A proposta de lei apresentada pelo ministro das Finanças abre a porta à exoneração discricionária da administração do Banco de Portugal por recomendação da Assembleia da República ou por cisão ou fusão do Banco de Portugal. Neste último caso, bastava uma decisão do Governo de tirar uma qualquer função ao banco central ou de lhe juntar outra para fazer cair o governador.

Parece claro que a proposta, pelo menos no que ao governador diz respeito, vai contra o que está consagrado no estatuto do Sistema Europeu de Bancos Centrais no qual se consagra que o “governador só pode ser demitido das suas funções se deixar de preencher os requisitos necessários ao exercício das mesmas ou se tiver cometido falta grave”.

Há ainda um segundo aspecto que constitui uma ameaça à independência do banco central português por dar ao Governo, indirectamente, poderes de inspecção e auditoria. Isso passa-se, nomeadamente, quando se pretende dar à Inspecção Geral de Finanças, tutelada pelo Ministério das Finanças, o poder de fiscalizar o Banco de Portugal. Neste momento, o Banco de Portugal é supervisionado pelo Tribunal de Contas e por um auditor externo aprovado pelo Conselho da União Europeia mediante recomendação do BCE. É preciso envolver também o governo?

Este Governo tem mostrado, por diversas vezes, que não simpatiza com o modelo de entidades independentes que suportam as suas decisões em critérios técnicos. Tudo, naquela que parece ser a perspectiva deste Governo, deve poder ser decidido de forma discricionária em Conselho de Ministros ou pelos seus ministros.
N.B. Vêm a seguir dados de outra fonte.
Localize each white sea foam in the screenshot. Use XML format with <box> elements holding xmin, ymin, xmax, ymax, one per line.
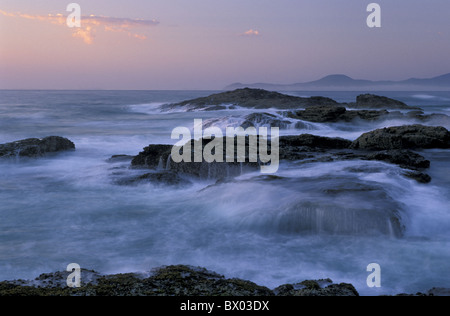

Esse não é o modelo que aceitámos implicitamente quando aderimos à União Europeia e muito menos em matéria monetária quando entrámos no euro. Embora dando aos governos maior margem, a união bancária tem seguido os mesmos princípios de independência das autoridades de supervisão. Assim se deve entender a opção dos líderes europeus de colocar o Mecanismo Único de Supervisão e o Mecanismo Único de Resolução ligados ao BCE.

O modelo de independência técnica absoluta não é positivo – somos uma democracia e não uma tecnocracia. Mas o modelo de governamentalização absoluta é igualmente bastante negativo para a democracia e o desenvolvimento económico – como aliás um país como Portugal aprendeu com a sua história, nomeadamente na ditadura.

As mudanças que se fizerem na supervisão têm de ser pautadas pelo que se aprendeu na crise – e essa reflexão continua a ser feita com mais emoção do que razão. E em nenhum momento a mudança da arquitectura da supervisão pode ser feita porque se gosta mais ou menos de um governador do Banco de Portugal. E algumas destas mudanças, agora propostas, parecem ser demasiado marcadas pela irritação que o actual governador do Banco de Portugal provoca em alguns grupos com poder hoje em Portugal. É um erro que em nada contribui para um sistema financeiro mais sólido e seguro.

Nota: O sexto prágrafo foi corrigido às 20h00 de 11 de Março de 2019 passando a ler-se “um membro cooptado pelo Conselho Nacional de Supervisores Financeiros” em vez de “…e, de novo, um membro nomeado pelo Governo”.